Pauses in trials can happen for any number of reasons. Any unexplained illness that requires hospitalization, for example, could trigger a safety assessment to determine if it is linked to an injection with an experimental vaccine. “It does happen. It’s not common, but it does happen,” Paul Offit, a vaccine expert at Children’s Hospital of Philadelphia, tells BuzzFeed. “The vaccine is to stop SARS-CoV-2. It’s not designed to stop everything else that happens in life. You want to make sure it was related to the vaccine, especially if it happened a short period of time after the vaccine begins.”
Joe Walters, one of the participants in the University of Oxford trial in the UK, spoke this week to The Guardian about his experiences, sharing that he developed a persistent fever after receiving his initial injection (although it’s unknown whether he received the vaccine candidate or a control). He was briefly hospitalized and tested for COVID-19, and after his test came back negative, he learned that other participants had experienced similar side effects.

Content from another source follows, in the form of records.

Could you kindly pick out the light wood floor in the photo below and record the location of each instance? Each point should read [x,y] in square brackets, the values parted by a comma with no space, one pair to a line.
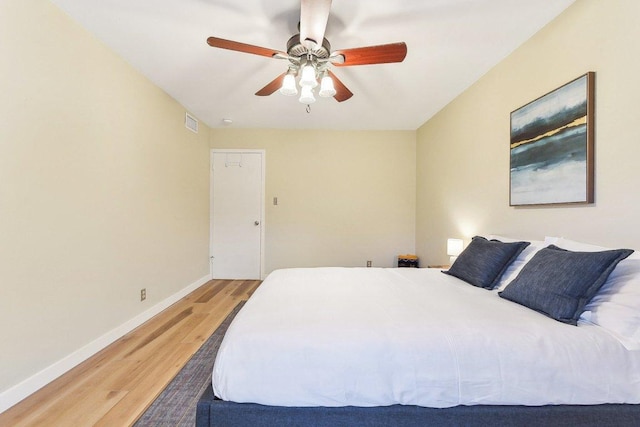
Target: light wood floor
[115,386]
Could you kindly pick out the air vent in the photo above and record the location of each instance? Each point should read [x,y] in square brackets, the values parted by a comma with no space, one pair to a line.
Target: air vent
[191,123]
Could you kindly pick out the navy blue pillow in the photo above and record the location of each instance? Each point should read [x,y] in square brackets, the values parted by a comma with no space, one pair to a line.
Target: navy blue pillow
[483,261]
[559,283]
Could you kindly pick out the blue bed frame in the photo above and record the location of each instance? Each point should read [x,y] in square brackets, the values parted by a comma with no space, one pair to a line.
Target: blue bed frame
[219,413]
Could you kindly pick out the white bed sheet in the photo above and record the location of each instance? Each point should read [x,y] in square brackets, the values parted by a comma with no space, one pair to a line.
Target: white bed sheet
[377,337]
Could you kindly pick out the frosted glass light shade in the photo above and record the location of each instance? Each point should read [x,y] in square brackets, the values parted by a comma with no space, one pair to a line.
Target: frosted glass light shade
[308,76]
[289,85]
[326,87]
[306,95]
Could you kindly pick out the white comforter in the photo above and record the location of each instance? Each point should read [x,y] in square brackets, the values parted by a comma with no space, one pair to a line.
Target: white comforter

Walters heard about the pause the day he came to receive his second dose. For now, his participation is on hold, but Walters says he plans to continue “in the name of science,” adding that the trial is “something positive to do in the face of something that rendered everyone rather helpless.”
AstraZeneca is one of three companies testing vaccines in late-stage clinical trials in the US. The other two companies, Moderna and BioNTech, are developing vaccines using different methods than those used by AstraZeneca. A spokesperson for Moderna tells the Times the firm’s work has not been affected by the latest pause.